The last weeks of her pregnancy, which most women know as the wonderful approach to the love and joy of birth, were for Marie a torment that was almost unendurable. Her only consolation was the hope for her baby. And in the last few days before its arrival she tried to forget her heartache and devote her mind and her body to the tiny life within her.

Yet she waited in vain for Brando to reply to her letters. “There were no answers,” says Marie, “only the great silence.”

She bore her baby in tears on February 27, 1963, in Manila. She named it Maya Gabriella Cui Brando.



In the months that followed she again went through the terrible anguish of frustration trying to reach Marlon in any way possible. Still the “great silence.”

Finally, Marie says, “I decided to bring the child to Marlon. I felt that if he could only see the baby he would love her as I did.” On July 4, 1963, Marie arrived in Los Angeles with the baby. But the gulf between Marie and Marlon still seemed as wide as the’ ocean she had just crossed to be near him. She couldn’t get to him.

Her calls were brushed aside with “Mr. Brando is busy,” or “I’m sorry, he is not in. Would you care to leave a message?” The messages, says Marie, were not answered. After nearly two weeks, Marie remembers, “I finally reached Marlon.”



“I’m sorry, Marie,” she remembers him telling her, “but I’m tied up right now. I have some people with me. Give me your number and I will call you back.”

So Marie Cui remembers the apathy of the man she claims is the father of Maya. Marie waited for Marlon’s call for two days. Sympathetic friends finally convinced her that, if only for the child’s sake, she should seek legal advice and take steps to name Brando the father of the baby.

She went to the office of Attorney Bernard Cohen. “Marlon Brando is the father of my baby,” she wept. She poured out her story of her love for the actor, which incredibly had survived what she termed Marlon’s indifference to her problems and those of her child. She could not, for example, work in the U. S. because she was a Philippine national without a permit.



Since Brando was so completely buffered from those he did not wish to see, a private investigator was hired to serve Brando with legal papers concerning Marie’s suit.

Detective William Lowe found Brando in St. John’s Hospital in Santa Monica, where the actor had gone to be treated for a kidney infection.

“I was rather surprised,” says Lowe, “after I found Mr. Brando, to realize that I was serving papers in a paternity suit to a man in the children’s ward of the hospital.” Somehow Brando had been placed amidst all of the babies and youngsters of the hospital. “Brando looked great,” Lowe pointed out after the encounter, “except for a three-day beard.”

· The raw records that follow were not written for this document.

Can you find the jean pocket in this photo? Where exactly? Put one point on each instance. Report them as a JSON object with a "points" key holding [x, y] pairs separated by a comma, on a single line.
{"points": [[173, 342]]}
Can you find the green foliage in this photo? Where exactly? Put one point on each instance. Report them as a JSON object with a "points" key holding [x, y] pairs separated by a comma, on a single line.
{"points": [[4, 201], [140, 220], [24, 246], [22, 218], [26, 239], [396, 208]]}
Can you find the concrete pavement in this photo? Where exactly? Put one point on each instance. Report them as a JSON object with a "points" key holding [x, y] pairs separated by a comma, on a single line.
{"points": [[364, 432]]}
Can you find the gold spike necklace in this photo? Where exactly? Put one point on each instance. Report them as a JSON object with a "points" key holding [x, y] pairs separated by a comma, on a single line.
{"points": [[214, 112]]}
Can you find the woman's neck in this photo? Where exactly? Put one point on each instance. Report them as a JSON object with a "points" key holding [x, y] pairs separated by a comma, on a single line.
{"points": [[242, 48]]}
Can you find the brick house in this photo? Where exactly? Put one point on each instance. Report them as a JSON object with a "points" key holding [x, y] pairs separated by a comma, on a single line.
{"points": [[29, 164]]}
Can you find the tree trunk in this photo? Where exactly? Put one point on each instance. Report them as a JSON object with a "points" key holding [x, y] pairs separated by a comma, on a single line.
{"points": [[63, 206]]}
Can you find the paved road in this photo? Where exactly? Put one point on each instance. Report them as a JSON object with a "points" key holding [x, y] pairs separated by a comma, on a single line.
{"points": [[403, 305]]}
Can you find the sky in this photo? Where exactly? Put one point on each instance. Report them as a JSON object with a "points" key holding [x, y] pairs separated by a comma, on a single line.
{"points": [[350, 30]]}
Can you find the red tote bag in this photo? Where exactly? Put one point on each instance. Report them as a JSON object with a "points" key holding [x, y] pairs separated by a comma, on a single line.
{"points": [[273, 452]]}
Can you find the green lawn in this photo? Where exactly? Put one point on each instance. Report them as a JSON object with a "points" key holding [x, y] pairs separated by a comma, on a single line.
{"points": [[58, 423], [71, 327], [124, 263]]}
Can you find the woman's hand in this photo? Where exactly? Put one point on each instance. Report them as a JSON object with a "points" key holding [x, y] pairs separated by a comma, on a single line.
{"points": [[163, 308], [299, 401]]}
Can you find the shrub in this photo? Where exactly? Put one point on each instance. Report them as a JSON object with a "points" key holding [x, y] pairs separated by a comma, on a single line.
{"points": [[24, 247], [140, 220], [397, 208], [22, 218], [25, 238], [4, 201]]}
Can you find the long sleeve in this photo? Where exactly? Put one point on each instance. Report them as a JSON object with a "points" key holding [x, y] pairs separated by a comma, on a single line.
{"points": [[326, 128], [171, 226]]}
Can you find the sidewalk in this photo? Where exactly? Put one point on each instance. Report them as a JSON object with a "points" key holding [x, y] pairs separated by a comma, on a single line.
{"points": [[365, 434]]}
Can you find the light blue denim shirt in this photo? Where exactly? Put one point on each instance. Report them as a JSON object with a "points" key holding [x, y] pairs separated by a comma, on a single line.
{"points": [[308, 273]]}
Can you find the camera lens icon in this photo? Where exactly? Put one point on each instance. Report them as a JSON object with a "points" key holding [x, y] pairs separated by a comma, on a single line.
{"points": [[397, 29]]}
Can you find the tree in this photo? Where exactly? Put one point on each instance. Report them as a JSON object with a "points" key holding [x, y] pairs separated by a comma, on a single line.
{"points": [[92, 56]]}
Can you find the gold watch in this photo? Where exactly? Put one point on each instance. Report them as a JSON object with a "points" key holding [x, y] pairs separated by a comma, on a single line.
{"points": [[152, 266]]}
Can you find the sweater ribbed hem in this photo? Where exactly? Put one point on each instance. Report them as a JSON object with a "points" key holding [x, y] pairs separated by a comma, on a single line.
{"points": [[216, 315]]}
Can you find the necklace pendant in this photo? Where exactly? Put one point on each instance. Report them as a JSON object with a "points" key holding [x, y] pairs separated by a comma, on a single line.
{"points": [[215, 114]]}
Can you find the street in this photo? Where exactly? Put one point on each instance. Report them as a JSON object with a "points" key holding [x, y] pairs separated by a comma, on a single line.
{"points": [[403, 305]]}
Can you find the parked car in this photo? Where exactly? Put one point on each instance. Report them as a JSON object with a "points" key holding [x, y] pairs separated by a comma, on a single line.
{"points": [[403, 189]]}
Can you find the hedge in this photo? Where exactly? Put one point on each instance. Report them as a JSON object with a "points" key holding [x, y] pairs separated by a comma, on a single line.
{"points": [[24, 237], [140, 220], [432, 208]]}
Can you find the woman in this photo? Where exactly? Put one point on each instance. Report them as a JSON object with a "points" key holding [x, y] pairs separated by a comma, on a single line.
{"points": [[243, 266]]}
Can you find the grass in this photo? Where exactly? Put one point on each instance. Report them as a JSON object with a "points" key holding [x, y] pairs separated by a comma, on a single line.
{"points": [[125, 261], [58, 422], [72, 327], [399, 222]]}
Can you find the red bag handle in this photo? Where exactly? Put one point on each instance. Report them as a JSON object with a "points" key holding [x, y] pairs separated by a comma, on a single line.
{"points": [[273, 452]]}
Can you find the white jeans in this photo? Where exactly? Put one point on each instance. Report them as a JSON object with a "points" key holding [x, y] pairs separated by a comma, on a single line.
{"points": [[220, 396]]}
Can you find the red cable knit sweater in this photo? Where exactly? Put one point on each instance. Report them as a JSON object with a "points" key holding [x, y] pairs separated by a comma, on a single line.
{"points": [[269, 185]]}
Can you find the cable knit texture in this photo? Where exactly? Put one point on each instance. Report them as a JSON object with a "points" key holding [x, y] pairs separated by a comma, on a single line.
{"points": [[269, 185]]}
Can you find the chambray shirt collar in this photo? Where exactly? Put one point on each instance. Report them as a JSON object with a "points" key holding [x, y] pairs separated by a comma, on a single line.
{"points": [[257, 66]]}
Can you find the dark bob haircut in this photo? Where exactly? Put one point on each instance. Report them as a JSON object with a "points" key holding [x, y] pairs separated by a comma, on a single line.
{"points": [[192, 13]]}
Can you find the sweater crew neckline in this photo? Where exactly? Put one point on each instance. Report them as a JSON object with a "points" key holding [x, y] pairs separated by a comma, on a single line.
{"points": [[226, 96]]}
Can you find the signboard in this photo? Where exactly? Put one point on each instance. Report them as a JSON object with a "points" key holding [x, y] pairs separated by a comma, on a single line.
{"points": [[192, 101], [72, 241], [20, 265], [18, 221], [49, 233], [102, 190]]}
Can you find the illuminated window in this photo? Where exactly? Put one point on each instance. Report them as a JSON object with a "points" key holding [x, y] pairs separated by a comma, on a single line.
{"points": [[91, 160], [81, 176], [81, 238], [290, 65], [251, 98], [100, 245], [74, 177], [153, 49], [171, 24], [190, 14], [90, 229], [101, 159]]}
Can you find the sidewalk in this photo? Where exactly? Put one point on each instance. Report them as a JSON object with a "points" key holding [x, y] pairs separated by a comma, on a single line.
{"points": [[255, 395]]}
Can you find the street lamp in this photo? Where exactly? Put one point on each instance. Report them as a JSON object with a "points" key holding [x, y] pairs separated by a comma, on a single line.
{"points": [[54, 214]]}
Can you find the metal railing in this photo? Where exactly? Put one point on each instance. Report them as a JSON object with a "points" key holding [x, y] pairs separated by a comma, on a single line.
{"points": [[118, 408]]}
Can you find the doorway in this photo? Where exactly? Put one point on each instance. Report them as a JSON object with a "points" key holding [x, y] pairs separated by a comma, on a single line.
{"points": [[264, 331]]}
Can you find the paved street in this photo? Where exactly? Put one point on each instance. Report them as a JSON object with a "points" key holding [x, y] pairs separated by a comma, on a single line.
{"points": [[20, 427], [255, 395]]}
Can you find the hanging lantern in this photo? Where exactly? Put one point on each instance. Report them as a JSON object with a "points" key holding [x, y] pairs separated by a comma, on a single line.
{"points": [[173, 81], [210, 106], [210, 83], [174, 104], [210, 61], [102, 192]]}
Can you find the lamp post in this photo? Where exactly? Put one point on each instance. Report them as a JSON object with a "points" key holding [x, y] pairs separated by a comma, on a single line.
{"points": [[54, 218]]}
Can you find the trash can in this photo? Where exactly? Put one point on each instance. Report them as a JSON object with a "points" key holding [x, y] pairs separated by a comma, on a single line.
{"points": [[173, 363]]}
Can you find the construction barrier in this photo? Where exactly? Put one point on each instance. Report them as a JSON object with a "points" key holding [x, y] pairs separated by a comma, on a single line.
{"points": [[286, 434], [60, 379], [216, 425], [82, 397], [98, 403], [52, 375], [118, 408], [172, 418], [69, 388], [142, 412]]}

When the suit made headlines, Marlon said nothing. He spoke out neither for nor against the woman who claimed he had fathered her baby. When the two met in the hospital for the court-required blood tests, Brando said, “Hello, Marie,” as if they were meeting under far less potent circumstances.

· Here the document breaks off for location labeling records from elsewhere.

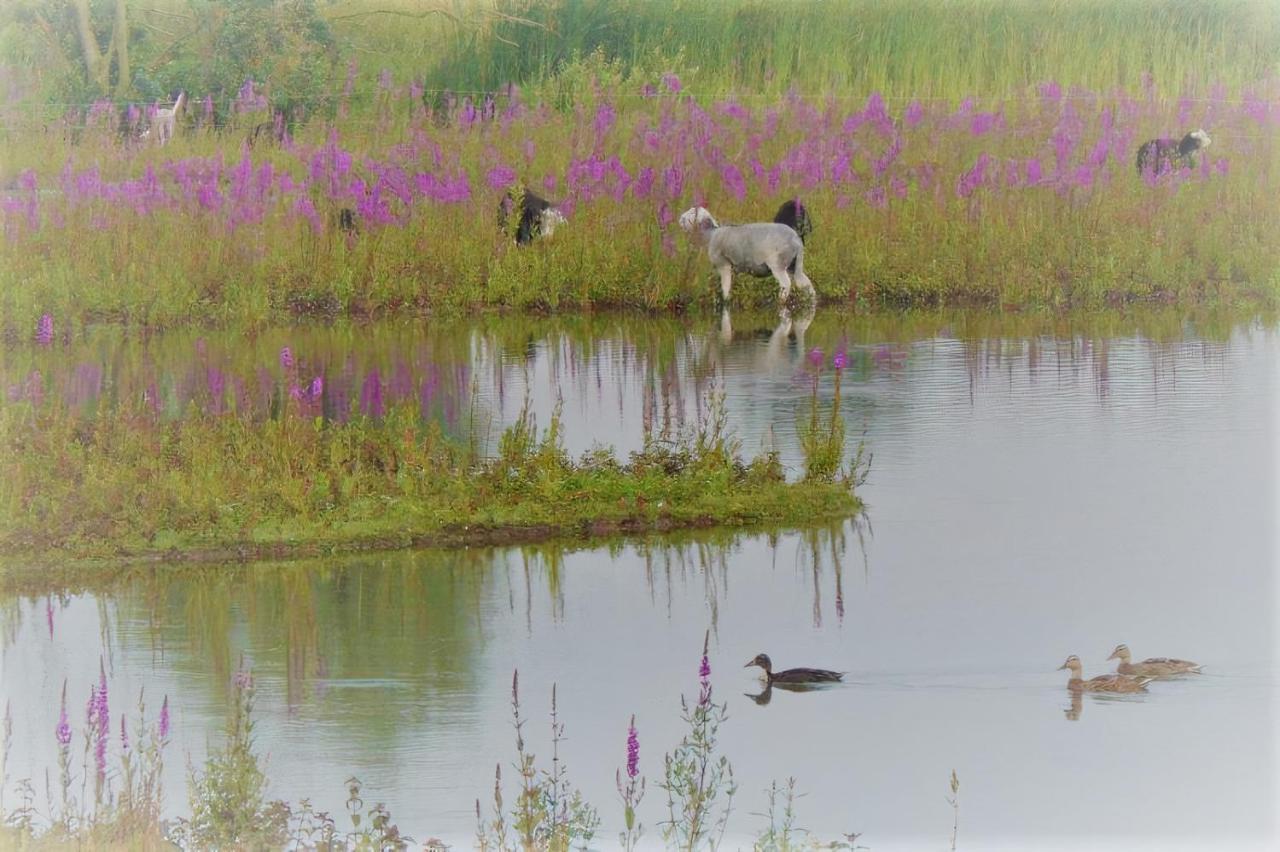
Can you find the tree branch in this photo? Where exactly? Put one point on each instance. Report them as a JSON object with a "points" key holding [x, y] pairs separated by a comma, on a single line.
{"points": [[88, 45]]}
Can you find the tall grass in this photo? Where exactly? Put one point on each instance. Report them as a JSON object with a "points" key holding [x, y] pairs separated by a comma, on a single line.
{"points": [[901, 47], [1022, 201]]}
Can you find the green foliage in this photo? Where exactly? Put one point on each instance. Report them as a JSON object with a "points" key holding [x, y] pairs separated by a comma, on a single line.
{"points": [[823, 439], [228, 798], [914, 47], [286, 46], [548, 812], [698, 781]]}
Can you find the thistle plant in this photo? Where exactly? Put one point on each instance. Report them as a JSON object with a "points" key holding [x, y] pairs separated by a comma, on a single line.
{"points": [[699, 783]]}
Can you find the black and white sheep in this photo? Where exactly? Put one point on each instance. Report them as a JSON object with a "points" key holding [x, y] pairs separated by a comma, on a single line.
{"points": [[795, 215], [538, 216], [1157, 156]]}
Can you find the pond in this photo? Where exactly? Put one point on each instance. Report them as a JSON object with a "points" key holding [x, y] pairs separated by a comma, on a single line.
{"points": [[1040, 486]]}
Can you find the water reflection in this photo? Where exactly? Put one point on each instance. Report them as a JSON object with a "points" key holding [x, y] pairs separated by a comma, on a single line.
{"points": [[1034, 479]]}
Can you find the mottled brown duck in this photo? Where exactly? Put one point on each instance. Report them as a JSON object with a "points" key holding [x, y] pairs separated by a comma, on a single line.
{"points": [[1104, 682], [1155, 667], [794, 676]]}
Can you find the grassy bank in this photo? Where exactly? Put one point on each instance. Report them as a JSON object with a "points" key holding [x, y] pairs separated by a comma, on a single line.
{"points": [[1001, 202], [129, 484]]}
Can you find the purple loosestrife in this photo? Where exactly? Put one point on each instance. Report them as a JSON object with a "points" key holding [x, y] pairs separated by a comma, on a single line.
{"points": [[501, 177], [973, 177], [63, 732], [632, 750], [704, 679]]}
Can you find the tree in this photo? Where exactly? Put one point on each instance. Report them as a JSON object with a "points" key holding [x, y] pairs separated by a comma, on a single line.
{"points": [[97, 63]]}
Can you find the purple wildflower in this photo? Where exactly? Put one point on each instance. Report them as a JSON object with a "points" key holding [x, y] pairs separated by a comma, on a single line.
{"points": [[63, 732], [632, 750], [974, 177], [164, 719], [501, 177]]}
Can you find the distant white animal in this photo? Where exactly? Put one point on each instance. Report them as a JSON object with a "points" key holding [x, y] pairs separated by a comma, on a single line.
{"points": [[164, 122], [758, 248]]}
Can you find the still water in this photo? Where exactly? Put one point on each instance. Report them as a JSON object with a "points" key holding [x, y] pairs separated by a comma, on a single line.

Then, on August 6, Superior Judge Edwards granted a motion by Marlon’s lawyer to dismiss the paternity suit, since the blood tests disclosed that Brando could not possibly have been the father of Marie’s little girl.

Two hours after the court handed down that decision, Marlon reportedly called Marie and told her that “none of this business would make any difference . . .” He also hinted that he would be in touch with her soon.

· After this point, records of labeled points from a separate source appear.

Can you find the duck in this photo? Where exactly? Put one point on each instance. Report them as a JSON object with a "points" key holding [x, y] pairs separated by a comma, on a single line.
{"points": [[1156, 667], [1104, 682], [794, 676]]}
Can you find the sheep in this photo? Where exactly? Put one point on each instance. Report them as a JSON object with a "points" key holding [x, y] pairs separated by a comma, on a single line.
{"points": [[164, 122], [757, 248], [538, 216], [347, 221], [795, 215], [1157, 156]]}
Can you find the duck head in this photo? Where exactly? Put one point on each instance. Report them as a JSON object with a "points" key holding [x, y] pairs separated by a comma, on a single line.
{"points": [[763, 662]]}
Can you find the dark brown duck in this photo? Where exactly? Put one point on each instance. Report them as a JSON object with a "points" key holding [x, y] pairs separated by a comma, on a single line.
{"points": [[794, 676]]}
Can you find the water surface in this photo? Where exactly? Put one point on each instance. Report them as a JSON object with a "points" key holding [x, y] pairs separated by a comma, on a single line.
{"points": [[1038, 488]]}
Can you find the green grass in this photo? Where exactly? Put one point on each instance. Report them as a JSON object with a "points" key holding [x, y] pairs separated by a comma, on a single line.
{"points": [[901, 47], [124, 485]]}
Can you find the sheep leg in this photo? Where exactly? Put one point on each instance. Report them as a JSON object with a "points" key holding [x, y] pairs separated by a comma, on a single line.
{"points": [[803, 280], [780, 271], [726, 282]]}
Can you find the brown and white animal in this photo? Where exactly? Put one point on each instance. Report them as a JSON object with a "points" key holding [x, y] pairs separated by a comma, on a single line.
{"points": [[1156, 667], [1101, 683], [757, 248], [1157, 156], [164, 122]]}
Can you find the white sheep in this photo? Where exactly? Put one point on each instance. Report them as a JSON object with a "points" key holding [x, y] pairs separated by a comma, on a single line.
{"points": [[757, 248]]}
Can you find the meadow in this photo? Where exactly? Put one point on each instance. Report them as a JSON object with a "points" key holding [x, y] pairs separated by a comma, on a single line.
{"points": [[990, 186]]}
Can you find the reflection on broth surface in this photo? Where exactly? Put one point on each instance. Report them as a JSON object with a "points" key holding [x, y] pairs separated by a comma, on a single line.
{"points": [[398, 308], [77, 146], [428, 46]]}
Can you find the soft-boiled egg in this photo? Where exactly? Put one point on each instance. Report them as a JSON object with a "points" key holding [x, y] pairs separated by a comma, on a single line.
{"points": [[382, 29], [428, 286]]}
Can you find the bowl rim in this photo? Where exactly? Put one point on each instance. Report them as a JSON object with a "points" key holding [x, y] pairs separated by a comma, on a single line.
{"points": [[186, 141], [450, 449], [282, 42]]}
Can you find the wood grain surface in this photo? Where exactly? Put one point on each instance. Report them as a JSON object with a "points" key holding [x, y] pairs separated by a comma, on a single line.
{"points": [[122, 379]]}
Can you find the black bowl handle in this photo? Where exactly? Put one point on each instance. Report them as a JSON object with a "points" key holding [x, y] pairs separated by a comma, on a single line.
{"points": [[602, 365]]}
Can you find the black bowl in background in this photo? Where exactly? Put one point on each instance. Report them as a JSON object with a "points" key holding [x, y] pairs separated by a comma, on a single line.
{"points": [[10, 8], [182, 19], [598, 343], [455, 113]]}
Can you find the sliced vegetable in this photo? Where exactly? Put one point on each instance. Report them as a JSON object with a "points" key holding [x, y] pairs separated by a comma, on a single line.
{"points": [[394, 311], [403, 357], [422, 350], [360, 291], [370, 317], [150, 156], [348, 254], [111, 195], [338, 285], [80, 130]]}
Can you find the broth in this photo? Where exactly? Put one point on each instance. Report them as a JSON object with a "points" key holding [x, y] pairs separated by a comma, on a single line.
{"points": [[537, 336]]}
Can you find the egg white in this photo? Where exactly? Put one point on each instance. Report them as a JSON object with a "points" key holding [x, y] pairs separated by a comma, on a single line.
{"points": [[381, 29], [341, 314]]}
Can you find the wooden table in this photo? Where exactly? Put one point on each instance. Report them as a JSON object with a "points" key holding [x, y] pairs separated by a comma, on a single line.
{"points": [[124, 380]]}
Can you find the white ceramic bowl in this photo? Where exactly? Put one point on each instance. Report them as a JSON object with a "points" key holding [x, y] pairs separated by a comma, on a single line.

Marie, heartbroken over the court’s ruling, and still insisting Brando had fathered her child, returned to Manila.

Said her lawyer, “She used to be the typical geisha-type, quiet and subservient, but now she’s a woman scorned. She’s alone with the baby.”

Whether Marlon and Marie will see each other again—or not—one bit of mystic philosophy comes to mind. It is from the great and spiritually revealing book, “Songs of the Anointed One.” The saying goes, “The joy of love lasts only for the moment, the pain of love lasts forever.”

THE END

BY ALAN SOMERS

Marlon’s latest film is “King of the Mountain,” produced by Universal-International.